Al presentar su convocatoria para los partidos contra Ucrania y Azerbaiyán, Didier Deschamps no eludió el tema: los jugadores están agotados. Calendario sobrecargado, secuencias implacables, recuperación inexistente… el entrenador describe un cansancio físico y mental que se ha vuelto “estructural”.
Didier Deschamps y los Blues contra el PSG, ¿episodio 3? Tras las lesiones de Doué y Dembélé en septiembre, la tensa reunión de octubre y ahora llega noviembre. Es imposible no pensar en el PSG y su plaga de lesiones.
Respecto a los casos de Dembélé y Doué, Deschamps quiso aclarar: cambios médicos rutinarios, nada fuera de lo común en la selección. Y, sobre todo, una frase que suena a advertencia para el PSG: «Lo que pase en el PSG es asunto suyo. No me corresponde juzgar».
“Yo no doy lecciones. Lo que pase en el PSG es asunto suyo, no tengo la información necesaria. No me permitiría opinar sobre ningún club; ellos deciden, ellos tienen la autoridad para decidir. Igual que nosotros.

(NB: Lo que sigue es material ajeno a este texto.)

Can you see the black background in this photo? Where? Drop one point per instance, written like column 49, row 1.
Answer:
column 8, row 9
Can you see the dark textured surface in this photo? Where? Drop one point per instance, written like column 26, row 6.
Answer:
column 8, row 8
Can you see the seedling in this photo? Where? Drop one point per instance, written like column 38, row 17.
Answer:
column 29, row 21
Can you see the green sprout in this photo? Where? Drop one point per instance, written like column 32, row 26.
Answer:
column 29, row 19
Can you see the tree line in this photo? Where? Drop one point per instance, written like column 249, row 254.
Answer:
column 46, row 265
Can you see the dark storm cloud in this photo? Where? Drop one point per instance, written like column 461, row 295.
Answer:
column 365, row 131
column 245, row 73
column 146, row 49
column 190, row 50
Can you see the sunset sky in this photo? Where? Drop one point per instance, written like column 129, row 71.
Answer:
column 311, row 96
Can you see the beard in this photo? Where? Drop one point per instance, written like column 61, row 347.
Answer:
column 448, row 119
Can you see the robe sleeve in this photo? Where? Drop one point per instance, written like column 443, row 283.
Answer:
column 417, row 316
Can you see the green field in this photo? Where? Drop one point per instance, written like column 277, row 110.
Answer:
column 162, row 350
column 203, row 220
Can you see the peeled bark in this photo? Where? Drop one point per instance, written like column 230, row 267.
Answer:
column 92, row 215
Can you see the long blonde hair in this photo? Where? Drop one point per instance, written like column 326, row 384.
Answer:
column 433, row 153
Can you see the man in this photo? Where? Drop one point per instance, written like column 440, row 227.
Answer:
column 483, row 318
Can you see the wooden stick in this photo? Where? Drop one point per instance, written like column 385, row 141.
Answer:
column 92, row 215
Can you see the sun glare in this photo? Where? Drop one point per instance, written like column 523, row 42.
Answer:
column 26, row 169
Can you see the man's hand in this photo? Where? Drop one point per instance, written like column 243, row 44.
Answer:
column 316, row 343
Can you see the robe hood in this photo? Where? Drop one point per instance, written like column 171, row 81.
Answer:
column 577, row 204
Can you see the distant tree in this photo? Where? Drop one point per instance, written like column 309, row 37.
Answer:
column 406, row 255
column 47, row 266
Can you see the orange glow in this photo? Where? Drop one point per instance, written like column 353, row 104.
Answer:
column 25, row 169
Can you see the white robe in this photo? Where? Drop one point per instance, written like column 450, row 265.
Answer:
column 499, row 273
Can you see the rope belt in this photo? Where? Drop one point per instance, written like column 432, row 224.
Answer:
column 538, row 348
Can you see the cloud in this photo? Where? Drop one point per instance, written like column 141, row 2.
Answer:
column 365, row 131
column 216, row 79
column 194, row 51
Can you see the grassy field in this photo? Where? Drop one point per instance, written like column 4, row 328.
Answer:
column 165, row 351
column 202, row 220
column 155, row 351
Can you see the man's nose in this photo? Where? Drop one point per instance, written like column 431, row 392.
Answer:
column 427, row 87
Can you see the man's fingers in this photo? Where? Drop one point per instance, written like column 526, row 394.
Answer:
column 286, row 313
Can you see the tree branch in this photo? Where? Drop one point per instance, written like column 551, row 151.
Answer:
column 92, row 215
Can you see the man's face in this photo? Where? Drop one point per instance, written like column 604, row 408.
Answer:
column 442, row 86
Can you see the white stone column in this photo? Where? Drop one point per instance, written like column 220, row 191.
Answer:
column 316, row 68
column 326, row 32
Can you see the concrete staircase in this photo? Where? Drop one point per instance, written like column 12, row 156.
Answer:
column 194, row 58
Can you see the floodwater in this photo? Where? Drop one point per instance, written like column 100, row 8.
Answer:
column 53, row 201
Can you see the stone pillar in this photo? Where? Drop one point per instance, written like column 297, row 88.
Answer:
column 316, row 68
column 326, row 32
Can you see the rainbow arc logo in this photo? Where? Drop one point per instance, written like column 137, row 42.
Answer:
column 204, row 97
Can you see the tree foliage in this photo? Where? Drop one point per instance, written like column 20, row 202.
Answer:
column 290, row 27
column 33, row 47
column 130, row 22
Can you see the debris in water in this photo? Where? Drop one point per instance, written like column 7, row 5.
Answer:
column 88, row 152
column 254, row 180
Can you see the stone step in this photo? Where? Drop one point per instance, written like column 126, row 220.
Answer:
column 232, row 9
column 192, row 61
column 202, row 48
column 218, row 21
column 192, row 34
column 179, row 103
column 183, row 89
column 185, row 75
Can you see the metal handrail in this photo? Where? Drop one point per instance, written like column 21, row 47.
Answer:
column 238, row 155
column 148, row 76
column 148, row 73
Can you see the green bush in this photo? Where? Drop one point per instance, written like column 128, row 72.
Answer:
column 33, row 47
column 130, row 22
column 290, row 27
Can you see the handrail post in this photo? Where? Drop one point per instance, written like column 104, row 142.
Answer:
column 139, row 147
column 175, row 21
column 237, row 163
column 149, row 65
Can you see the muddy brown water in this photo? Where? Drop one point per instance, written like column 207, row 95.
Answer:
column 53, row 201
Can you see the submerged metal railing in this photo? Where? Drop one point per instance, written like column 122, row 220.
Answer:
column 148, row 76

Siempre ha habido intercambio de información, como en este caso con la lesión de Ousmane; cuando se realizan las pruebas, se comunican los resultados en ambas direcciones.”

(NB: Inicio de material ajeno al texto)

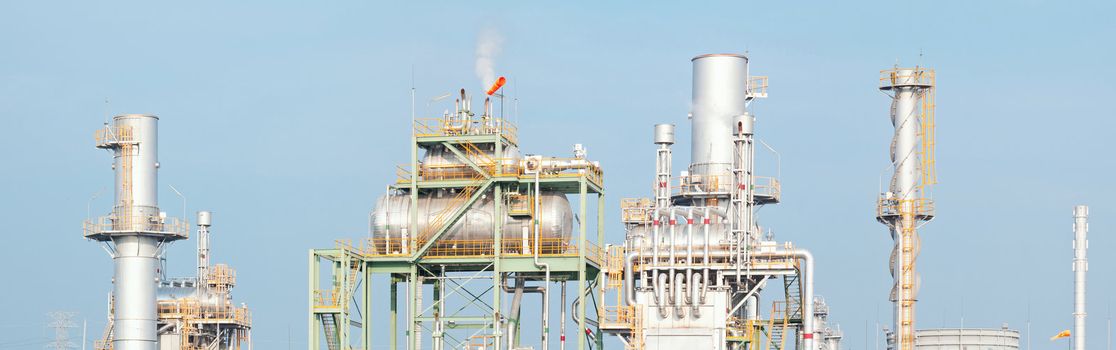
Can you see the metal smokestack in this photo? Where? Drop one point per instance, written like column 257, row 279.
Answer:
column 1080, row 266
column 720, row 93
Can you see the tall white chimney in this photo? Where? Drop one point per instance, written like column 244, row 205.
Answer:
column 1080, row 265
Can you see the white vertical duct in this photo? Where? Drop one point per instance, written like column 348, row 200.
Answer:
column 1080, row 266
column 136, row 227
column 904, row 206
column 720, row 93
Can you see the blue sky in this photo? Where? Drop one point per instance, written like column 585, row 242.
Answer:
column 286, row 119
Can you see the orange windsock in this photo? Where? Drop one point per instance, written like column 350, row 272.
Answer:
column 499, row 83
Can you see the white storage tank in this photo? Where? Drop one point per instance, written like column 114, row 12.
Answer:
column 967, row 339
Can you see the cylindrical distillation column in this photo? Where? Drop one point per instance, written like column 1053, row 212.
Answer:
column 1080, row 265
column 901, row 208
column 136, row 227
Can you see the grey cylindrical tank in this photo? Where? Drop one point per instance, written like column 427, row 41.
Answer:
column 664, row 134
column 393, row 212
column 720, row 93
column 143, row 176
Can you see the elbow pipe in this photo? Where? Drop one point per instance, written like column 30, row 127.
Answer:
column 661, row 291
column 676, row 288
column 807, row 271
column 629, row 278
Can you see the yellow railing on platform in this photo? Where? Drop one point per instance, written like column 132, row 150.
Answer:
column 451, row 126
column 625, row 318
column 126, row 223
column 548, row 246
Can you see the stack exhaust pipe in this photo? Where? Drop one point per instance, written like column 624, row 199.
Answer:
column 1080, row 266
column 135, row 231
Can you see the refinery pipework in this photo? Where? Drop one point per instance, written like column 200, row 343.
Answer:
column 695, row 260
column 469, row 215
column 906, row 205
column 148, row 311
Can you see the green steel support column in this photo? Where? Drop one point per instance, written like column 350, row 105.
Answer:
column 413, row 230
column 580, row 263
column 412, row 307
column 435, row 332
column 498, row 252
column 313, row 337
column 393, row 316
column 600, row 241
column 366, row 338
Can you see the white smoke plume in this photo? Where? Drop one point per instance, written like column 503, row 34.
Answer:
column 489, row 45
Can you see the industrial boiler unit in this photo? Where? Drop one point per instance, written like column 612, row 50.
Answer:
column 694, row 260
column 469, row 227
column 146, row 310
column 470, row 207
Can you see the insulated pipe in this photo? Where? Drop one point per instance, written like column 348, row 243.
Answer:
column 752, row 308
column 629, row 278
column 654, row 256
column 515, row 312
column 693, row 293
column 704, row 280
column 676, row 289
column 1080, row 266
column 673, row 283
column 561, row 332
column 661, row 291
column 690, row 254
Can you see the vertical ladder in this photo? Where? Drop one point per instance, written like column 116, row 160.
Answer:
column 329, row 324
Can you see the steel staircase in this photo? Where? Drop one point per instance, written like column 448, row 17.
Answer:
column 794, row 292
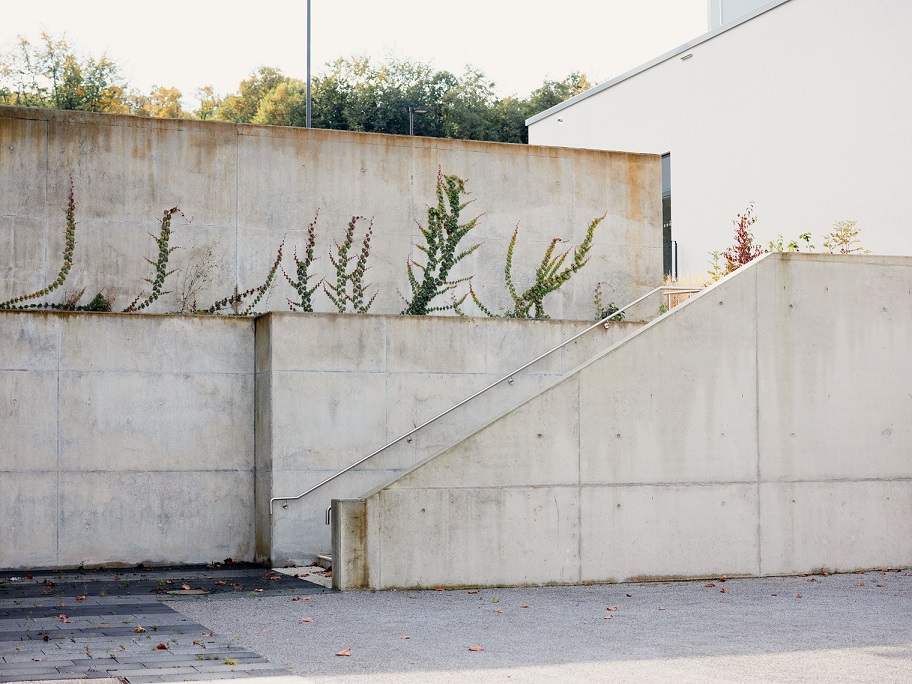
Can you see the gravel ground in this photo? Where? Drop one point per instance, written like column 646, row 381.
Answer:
column 846, row 628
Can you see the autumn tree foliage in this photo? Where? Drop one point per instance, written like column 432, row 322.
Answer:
column 355, row 93
column 744, row 250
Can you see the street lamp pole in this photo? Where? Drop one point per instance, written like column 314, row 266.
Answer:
column 307, row 111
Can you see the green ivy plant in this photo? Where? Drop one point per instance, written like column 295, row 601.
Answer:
column 339, row 293
column 235, row 300
column 442, row 237
column 604, row 309
column 550, row 275
column 160, row 266
column 301, row 281
column 68, row 249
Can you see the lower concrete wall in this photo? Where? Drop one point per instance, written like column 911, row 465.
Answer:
column 762, row 428
column 125, row 439
column 161, row 439
column 332, row 389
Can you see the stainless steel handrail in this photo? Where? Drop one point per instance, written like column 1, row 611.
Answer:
column 509, row 377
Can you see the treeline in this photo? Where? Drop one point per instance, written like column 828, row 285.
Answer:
column 354, row 94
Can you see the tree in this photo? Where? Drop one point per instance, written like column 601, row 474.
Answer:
column 284, row 105
column 209, row 103
column 52, row 74
column 161, row 103
column 552, row 93
column 242, row 106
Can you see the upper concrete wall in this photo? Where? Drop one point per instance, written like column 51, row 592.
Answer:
column 125, row 439
column 243, row 187
column 761, row 428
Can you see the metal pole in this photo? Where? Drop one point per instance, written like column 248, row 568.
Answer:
column 307, row 113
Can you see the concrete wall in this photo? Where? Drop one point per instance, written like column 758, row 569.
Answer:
column 161, row 439
column 761, row 428
column 331, row 389
column 242, row 188
column 125, row 439
column 796, row 110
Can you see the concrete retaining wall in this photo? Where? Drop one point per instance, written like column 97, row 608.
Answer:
column 331, row 389
column 125, row 439
column 242, row 188
column 761, row 428
column 161, row 439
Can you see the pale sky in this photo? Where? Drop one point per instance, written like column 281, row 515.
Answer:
column 188, row 44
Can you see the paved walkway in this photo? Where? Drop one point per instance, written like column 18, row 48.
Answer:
column 72, row 625
column 845, row 628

Traducción: los clubes toman sus decisiones
“Después, es seguro que los intereses de los clubes y los de las selecciones nacionales no coinciden. Pero siempre ha habido intercambios en cuanto a los exámenes y diagnósticos realizados. No estoy aquí para cambiar el protocolo médico. El hecho de que podamos otorgar más poder de decisión a los clubes que a las selecciones nacionales no me corresponde a mí decidirlo. (…) No estoy en el lugar de Luis Enrique, como él no está en el mío. Desde el momento en que sus jugadores pisan el terreno de juego, existe un riesgo. Hakimi y Mendes no corrían riesgo, pero se lesionaron.”
Sin atacar directamente, Deschamps transmitió su mensaje: si el PSG está al borde del colapso, no es responsabilidad del equipo francés.